Turning members of the general public into bounty hunters by offering cash rewards for information on fugitives’ whereabouts has also proved effective. It’s no coincidence that the case of Saner Wonggoun laid relatively dormant for fourteen years until a $25,000 reward was offered. He was arrested a couple weeks later. A $1,000 reward was most likely a contributing factor to the tipster in the Howard Pritt case emailing the Denton County Crime Stoppers hotline. And the FBI hopes that upping the reward for the capture of “Whitey” Bulger to $2,000,000 will encourage some investigative work on the part of aspiring bounty hunters not only in Thailand, but around the world.
If Bulger is arrested somewhere in Thailand in the future, some in the press will recycle the stories about the ‘haven for fugitives.’ But Thailand is making efforts to combat this image through the tightening of visa restrictions, cracking down on fake passports, and increased cooperation with Interpol and foreign law enforcement.

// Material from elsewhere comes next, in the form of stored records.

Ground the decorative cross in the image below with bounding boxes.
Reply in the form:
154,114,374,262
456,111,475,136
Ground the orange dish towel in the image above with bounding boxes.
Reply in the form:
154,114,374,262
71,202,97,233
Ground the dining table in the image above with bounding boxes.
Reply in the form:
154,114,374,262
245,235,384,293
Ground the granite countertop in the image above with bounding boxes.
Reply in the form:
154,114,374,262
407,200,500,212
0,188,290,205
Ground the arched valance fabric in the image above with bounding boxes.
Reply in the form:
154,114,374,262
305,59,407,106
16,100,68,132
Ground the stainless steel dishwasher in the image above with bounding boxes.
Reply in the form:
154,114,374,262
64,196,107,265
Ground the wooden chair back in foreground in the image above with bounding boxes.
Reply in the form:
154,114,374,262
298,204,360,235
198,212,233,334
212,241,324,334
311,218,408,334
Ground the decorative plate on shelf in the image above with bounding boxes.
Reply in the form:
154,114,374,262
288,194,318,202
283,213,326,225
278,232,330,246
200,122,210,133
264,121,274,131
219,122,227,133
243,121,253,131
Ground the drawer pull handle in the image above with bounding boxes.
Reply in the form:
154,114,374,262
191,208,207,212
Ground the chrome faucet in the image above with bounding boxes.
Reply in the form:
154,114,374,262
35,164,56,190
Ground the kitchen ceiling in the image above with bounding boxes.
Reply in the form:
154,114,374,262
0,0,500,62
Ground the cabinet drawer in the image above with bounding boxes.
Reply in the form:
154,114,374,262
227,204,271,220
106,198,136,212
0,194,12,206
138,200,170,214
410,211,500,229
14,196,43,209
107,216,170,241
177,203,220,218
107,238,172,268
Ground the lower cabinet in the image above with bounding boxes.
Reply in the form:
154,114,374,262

The government is trying to balance this effort, however, with the needs of a tourist industry that is attempting to keep 15 million visitors happy, wants to keep immigration checkpoints as painless as possible, and lines moving into and out of the country moving as smoothly as possible. According to Mr. Leeds, “A criminal record check for every entrant may be prohibitive. However, if you are in Thailand and someone with money and power, wants you badly enough, our investigators will find you. You can run but you can’t hide.